Apple Inc. is promising to assess its policies around workers’ rights, including freedom of association and collective bargaining, after a push from shareholders.
The tech giant, which had been facing a shareholder resolution on the issue because of accusations it is engaging in union-busting, said in its proxy filed with the Securities and Exchange Commission on Thursday that it plans to conduct the assessment by the end of the year.
we have long been committed to respecting human rights,” the company’s proxy says.
The shareholders who had submitted a resolution in September had asked for an independent assessment, and withdrew it after talks with the company.

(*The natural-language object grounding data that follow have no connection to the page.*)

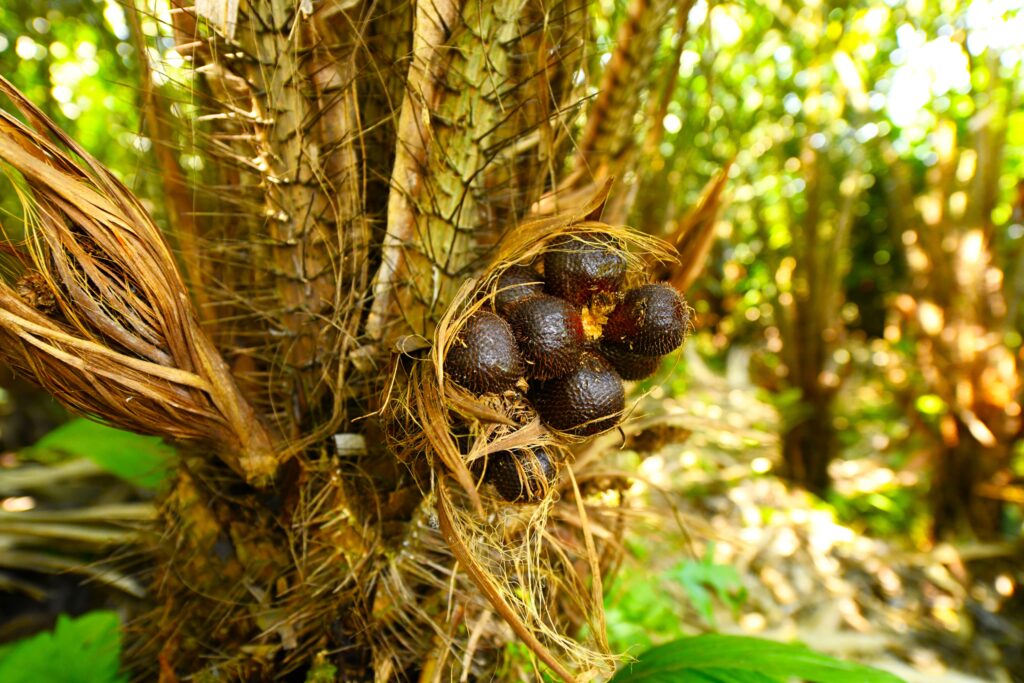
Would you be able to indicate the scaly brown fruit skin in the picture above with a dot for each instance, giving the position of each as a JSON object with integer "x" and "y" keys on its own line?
{"x": 484, "y": 357}
{"x": 630, "y": 366}
{"x": 649, "y": 321}
{"x": 577, "y": 267}
{"x": 588, "y": 400}
{"x": 517, "y": 284}
{"x": 521, "y": 476}
{"x": 550, "y": 335}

Apple’s mention of the issue in its proxy does not include the word “independent,” though the coalition of shareholders said Friday that is what they expect. The company’s language: “We will conduct an assessment on Apple’s efforts to comply with its Human Rights Policy.”

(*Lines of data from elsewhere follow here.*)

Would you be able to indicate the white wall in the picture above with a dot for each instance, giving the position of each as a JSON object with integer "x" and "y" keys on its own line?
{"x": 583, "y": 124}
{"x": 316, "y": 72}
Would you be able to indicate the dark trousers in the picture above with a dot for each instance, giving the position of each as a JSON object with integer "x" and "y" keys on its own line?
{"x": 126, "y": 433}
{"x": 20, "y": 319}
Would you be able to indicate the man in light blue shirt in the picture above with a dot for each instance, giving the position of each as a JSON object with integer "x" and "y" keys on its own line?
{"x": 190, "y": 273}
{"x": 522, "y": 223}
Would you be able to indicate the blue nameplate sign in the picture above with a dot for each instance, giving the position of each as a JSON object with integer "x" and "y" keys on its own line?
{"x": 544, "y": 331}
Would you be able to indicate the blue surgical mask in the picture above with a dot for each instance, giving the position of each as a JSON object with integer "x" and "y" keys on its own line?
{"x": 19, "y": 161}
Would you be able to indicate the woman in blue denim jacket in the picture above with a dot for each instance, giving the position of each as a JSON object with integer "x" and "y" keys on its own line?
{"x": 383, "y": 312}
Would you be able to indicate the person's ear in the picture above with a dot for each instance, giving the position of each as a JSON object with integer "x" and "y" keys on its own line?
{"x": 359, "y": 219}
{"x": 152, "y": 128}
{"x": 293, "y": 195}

The coalition of investors, which includes New York City Retirement Systems, represents approximately 53 million shares valued at $7 billion of Apple holdings, according to a spokeswoman for the New York City Comptroller’s Office.

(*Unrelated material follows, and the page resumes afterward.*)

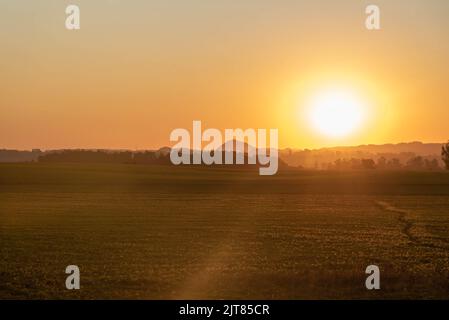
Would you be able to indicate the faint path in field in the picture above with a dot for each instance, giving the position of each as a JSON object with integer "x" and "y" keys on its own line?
{"x": 213, "y": 268}
{"x": 405, "y": 219}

New York City Comptroller Brad Lander said in a statement that he hopes the company “will heed the findings of the third-party assessment and take concrete steps to adopt a genuine neutrality commitment that respects the rights of its workers.”
An Apple spokesman did not return a request for comment.
Apple has been hit with various National Labor Relations Board complaints over its behavior related to attempted organizing at its store, though this week the company reportedly began negotiating with workers at its first unionized store in Towson, Md.
The shareholder resolutions that investors will vote on, all of which the company opposes, according to the proxy:
A civil rights and nondiscrimination audit. (Apple said a civil rights audit is under way, led by former U.S. Attorney General Eric Holder. Shareholders passed a proposal for such an audit last year.)
An annual report to shareholders on the company’s dependence on “Communist China.”
A policy that the board or a member will meet within three months with shareholders whose resolution passes with a majority vote by non-insiders.
A report on median pay gaps across race and gender.
Amending proxy access for shareholder nominations to 20% of the directors then serving or two, whichever is greater.
Apple’s annual shareholder meeting will be held March 10.